Ouragans dans les Caraïbes

Un besoin d’aide incommensurable

De fortes précipitations compliquent le déploiement des secours à la Dominique et à Saint-Martin. La Croix-Rouge, dont l’aide d’urgence est relayée par huit experts de la CRS, est mobilisée en faveur des sinistrés. Le retour à la normale sera très long.

Passé le choc des premiers jours, nombreux sont ceux qui, à la Dominique, essaient de reprendre leur destin en main. «J’ai vu les habitants d’un village commencer à curer eux-mêmes les canalisations d’eaux usées.
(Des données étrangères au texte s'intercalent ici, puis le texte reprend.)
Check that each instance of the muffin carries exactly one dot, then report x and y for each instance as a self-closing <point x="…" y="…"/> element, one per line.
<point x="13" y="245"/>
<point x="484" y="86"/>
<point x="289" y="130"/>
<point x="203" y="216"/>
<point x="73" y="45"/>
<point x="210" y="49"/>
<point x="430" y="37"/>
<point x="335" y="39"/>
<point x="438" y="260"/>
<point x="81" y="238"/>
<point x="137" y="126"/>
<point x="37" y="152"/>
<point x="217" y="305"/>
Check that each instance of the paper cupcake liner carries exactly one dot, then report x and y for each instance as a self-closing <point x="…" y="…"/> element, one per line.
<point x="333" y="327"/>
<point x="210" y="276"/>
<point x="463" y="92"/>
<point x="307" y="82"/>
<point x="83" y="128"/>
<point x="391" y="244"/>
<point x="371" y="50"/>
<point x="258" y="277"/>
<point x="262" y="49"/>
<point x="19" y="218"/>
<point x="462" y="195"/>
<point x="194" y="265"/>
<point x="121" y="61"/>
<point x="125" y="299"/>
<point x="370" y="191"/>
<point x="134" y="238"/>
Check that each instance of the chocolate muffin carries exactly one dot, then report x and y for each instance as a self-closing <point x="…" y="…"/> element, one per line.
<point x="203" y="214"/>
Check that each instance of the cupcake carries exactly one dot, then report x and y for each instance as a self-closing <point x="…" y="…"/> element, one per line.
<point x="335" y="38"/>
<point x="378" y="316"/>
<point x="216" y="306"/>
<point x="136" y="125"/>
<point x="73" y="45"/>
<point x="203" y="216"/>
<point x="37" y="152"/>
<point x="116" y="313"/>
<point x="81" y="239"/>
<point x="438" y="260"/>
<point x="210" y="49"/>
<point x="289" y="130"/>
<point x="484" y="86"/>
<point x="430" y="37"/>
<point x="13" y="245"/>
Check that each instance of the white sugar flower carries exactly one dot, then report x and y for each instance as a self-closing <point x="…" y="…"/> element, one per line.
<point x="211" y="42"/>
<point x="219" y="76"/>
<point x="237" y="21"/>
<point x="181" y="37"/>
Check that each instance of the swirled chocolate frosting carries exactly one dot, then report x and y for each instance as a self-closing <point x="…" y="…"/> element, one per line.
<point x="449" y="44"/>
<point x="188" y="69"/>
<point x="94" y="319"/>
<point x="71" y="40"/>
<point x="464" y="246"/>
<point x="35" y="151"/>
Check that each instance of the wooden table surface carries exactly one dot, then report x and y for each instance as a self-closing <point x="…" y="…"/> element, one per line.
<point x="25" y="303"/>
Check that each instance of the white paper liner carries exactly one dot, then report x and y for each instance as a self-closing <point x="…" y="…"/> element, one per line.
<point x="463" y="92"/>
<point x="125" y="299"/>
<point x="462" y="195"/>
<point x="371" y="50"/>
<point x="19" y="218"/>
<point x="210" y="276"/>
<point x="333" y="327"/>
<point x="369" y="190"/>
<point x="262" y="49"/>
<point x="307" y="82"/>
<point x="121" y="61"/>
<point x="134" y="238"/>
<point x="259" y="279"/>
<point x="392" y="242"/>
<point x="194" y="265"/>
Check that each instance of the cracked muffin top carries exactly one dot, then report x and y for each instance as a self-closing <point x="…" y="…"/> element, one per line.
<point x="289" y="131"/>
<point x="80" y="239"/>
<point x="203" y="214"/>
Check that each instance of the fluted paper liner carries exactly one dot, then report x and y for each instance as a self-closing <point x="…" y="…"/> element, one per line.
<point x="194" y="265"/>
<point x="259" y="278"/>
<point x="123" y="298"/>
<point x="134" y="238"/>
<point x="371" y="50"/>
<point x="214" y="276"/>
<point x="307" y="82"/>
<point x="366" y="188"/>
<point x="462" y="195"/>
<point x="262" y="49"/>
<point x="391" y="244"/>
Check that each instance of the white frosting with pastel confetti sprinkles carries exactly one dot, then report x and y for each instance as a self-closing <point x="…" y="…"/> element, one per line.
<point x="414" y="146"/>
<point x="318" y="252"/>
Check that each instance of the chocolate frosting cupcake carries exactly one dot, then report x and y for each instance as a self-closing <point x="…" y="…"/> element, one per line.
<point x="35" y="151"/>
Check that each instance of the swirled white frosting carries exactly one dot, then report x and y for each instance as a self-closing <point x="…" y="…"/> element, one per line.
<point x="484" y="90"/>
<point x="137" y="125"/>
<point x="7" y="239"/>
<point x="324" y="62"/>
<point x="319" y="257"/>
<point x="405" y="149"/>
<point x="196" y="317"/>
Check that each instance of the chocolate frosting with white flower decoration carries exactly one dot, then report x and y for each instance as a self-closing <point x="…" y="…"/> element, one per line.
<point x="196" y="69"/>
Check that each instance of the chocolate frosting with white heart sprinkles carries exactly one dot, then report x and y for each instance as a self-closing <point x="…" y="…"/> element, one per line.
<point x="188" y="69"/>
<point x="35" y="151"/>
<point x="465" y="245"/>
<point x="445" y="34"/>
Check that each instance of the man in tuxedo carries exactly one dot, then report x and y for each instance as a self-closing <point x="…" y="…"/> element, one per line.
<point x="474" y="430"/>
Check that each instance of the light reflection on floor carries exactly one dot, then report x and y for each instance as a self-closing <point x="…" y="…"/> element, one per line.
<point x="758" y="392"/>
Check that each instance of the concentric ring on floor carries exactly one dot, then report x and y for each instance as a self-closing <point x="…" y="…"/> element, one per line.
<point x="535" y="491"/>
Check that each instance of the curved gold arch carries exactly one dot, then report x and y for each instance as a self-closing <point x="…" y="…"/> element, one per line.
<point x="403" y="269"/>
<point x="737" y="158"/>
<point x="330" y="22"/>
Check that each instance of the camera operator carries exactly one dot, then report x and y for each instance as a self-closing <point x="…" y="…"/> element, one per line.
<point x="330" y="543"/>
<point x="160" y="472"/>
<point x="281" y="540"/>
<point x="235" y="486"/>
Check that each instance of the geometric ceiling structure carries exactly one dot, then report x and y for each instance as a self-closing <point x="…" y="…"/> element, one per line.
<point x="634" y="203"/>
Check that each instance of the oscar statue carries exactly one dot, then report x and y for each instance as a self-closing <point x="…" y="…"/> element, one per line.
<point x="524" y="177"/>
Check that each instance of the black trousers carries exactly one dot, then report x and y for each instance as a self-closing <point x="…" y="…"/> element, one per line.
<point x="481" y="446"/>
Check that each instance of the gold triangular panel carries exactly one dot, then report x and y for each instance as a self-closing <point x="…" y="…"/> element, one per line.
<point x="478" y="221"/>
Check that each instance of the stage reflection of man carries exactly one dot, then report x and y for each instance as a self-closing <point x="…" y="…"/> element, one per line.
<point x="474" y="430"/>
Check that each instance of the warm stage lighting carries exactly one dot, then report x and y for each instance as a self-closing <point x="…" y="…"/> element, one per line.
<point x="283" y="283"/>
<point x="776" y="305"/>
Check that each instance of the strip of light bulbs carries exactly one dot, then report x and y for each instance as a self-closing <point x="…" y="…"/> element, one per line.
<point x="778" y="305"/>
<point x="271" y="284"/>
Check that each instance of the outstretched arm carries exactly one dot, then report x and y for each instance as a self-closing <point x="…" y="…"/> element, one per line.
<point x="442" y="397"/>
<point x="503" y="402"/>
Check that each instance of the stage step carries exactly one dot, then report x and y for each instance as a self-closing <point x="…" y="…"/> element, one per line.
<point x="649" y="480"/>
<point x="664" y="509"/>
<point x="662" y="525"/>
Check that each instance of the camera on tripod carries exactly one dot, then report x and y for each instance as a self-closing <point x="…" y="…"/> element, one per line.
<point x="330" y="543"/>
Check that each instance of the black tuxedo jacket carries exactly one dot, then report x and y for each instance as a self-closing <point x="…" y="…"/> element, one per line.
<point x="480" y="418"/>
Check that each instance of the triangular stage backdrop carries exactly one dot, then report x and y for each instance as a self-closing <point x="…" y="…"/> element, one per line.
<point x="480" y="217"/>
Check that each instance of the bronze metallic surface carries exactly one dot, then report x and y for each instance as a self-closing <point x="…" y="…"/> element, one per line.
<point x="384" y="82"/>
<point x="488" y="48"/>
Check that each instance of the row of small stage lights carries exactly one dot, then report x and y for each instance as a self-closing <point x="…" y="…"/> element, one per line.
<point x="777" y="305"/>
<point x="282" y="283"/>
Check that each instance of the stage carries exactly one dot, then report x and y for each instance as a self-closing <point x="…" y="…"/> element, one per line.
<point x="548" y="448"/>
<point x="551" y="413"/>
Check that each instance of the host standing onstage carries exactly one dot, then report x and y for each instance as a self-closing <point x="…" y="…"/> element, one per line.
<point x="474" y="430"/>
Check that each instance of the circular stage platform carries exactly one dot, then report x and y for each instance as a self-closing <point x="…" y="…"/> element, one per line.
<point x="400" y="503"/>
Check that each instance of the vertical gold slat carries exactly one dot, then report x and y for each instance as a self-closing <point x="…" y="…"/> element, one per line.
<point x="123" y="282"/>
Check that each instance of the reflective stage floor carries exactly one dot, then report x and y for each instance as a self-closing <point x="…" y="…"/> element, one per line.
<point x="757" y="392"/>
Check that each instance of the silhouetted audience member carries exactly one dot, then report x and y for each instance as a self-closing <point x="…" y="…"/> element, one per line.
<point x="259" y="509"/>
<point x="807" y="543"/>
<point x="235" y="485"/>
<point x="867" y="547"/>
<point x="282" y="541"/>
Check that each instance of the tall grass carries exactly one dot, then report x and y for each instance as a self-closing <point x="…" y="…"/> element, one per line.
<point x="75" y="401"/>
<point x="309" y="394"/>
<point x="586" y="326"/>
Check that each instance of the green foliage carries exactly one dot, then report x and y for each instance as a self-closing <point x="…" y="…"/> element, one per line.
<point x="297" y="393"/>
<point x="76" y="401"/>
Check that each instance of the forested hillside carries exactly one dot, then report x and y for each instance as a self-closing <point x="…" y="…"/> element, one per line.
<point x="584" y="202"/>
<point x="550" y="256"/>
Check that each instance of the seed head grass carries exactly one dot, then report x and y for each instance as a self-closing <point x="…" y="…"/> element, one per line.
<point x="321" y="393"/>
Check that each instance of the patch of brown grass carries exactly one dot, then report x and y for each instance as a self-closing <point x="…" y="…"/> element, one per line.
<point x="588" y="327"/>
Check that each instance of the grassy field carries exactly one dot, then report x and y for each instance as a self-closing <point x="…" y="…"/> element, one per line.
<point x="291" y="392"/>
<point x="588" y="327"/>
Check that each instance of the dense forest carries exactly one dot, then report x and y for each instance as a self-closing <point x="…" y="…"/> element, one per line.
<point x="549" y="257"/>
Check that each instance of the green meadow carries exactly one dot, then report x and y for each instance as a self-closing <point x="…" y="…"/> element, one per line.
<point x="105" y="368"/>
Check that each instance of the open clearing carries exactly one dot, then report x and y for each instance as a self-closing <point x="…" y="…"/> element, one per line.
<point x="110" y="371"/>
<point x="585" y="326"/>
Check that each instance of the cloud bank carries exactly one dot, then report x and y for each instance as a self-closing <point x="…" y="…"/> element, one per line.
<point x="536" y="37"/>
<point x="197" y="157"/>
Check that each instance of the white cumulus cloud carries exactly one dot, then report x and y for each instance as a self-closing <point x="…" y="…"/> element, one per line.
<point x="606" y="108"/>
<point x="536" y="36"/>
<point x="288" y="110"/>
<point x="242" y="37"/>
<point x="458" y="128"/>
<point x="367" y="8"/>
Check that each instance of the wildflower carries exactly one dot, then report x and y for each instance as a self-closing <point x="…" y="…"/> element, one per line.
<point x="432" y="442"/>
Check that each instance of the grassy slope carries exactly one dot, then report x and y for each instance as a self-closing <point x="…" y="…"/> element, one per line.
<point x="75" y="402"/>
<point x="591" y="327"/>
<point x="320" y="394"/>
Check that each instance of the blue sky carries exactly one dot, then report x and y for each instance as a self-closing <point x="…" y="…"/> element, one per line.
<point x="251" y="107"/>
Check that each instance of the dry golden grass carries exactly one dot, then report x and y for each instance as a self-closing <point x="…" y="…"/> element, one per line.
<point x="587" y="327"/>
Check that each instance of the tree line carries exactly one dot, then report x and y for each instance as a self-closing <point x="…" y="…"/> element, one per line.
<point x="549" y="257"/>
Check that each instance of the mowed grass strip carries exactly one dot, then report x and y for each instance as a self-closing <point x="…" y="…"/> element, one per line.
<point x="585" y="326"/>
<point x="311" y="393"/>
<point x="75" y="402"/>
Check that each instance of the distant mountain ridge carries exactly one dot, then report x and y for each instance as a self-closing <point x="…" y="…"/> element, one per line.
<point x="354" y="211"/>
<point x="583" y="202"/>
Mais, pour restaurer la salubrité de l’environnement, nous avons urgemment besoin de gros équipements», témoigne Regina Wenk, dépêchée par la Croix-Rouge suisse (CRS) à la Dominique afin d’évaluer les besoins prioritaires et de relayer l’aide d’urgence. «L’ouragan Maria a détruit une grande partie des habitations ou a arraché leurs toitures. Dans les vallées, les rivières se sont chargées d’alluvions et charrient des troncs d’arbres. On recourt maintenant à des pelleteuses pour rétablir l’écoulement au niveau des ponts. Ce sera une tâche de longue haleine.»

Soustraire les enfants à la furie des flots

A Saint-Joseph, village situé sur la côte ouest de la Dominique et hier encore si pittoresque, la dévastation est totale. Presque aucune maison n’a été épargnée. L’électricité est coupée, et des fragments de roche obstruent la route, faisant obstacle aux convois d’aide. Sur l’accotement, Trevor Jean Baptise et Kamal, son fils de 1 an. Avec les deux autres membres de sa famille, ils comptent parmi les 70 000 personnes qui ont tout perdu dans l’ouragan. «Nous avons eu très peur. J’ai cru que nous allions tous périr», relate ce père de 45 ans. Pendant la tempête, la famille s’était réfugiée chez des voisins. Depuis l’étage, elle a assisté à l’inondation en un éclair de son appartement du rez-de-chaussée. Puis, soudain, le mur s’est effondré. «Nous nous sommes tapis dans un recoin sous l’escalier. J’ai essayé d’abriter les enfants, mais ils ont été complètement trempés», se rappelle Trevor Jean Baptiste. Ayant perdu tout ce qu’elle possédait, la famille en est réduite à recommencer de zéro.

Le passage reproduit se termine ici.